The liberal parties of Europe don’t seem to have many answers for the ensuing issues. Sweden, for example, has taken in a great number of migrants but is now set to deport 80,000 refugees who do not qualify for asylum, and their historically free border with Denmark is now shut. Undoubtedly, therefore, the EU is going through the greatest turmoil in its history, but just because the left can’t solve the crises does not necessarily mean the right can either. Merely shutting the door to desperate people forced away from their war-torn homes and leaving the EU does not solve the problems that the continent of Europe and the EU are facing. What is clear in my mind is that the best way to deal with these issues is as a united Europe, and, although times are currently challenging, it is situations such as the present migrant crisis why the EU was established. The EU will survive because the best way to tackle unprecedented numbers of asylum seekers and terrorist threats is as a productive group of nations with similar ideals and aims.
The Schengen agreement is faltering, and if it does collapse for good the EU project will be deemed a failure. Without Schengen linking the states of continental Europe and with the poor history of the currency of the EU, the necessity of the EU might be brought into question.
The Schengen agreement will bounce back though; those at the head of the EU will be determined to stop the failure of the EU project and won’t willingly let the demise of the EU happen before their eyes. The inconveniences of the temporary border checks will eventually begin to outweigh the visage of stability that they bring. What’s more the temporary borders can only legally stand for 6 months. It may be a long way down the road before the Schengen system returns to its previous state but Greece has already received assurances that it will not be left in the cold, and its islands effectively transformed into refugee camps.

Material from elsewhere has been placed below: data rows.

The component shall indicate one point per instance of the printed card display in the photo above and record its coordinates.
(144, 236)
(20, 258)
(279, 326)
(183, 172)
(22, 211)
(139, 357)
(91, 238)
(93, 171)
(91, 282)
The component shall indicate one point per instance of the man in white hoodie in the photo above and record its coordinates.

Manuel Valls is using sharp rhetoric to try and force EU leaders to find a solution to the migrant crisis and allow a nervous France, who are still in an official state of emergency, to maintain its temporary border past the 6-month threshold. The Schengen agreement is on hold but it is certainly not dead. The continent would find returning to a pre-Schengen situation almost impossible to live with given the benefits the people of Europe have experienced under it over the past few decades.
Sadly, I can’t see an impending comprehensive solution to the migrant crisis currently gripping Europe, and for that reason the Schengen Area will remain partially closed and significantly affected for some time to come, but this issue will not spell the end for the European Union. Schengen is here to stay and I’m glad that an organisation like the EU is in place to deal with the refugee crisis and terrorist threats that the continent is currently facing.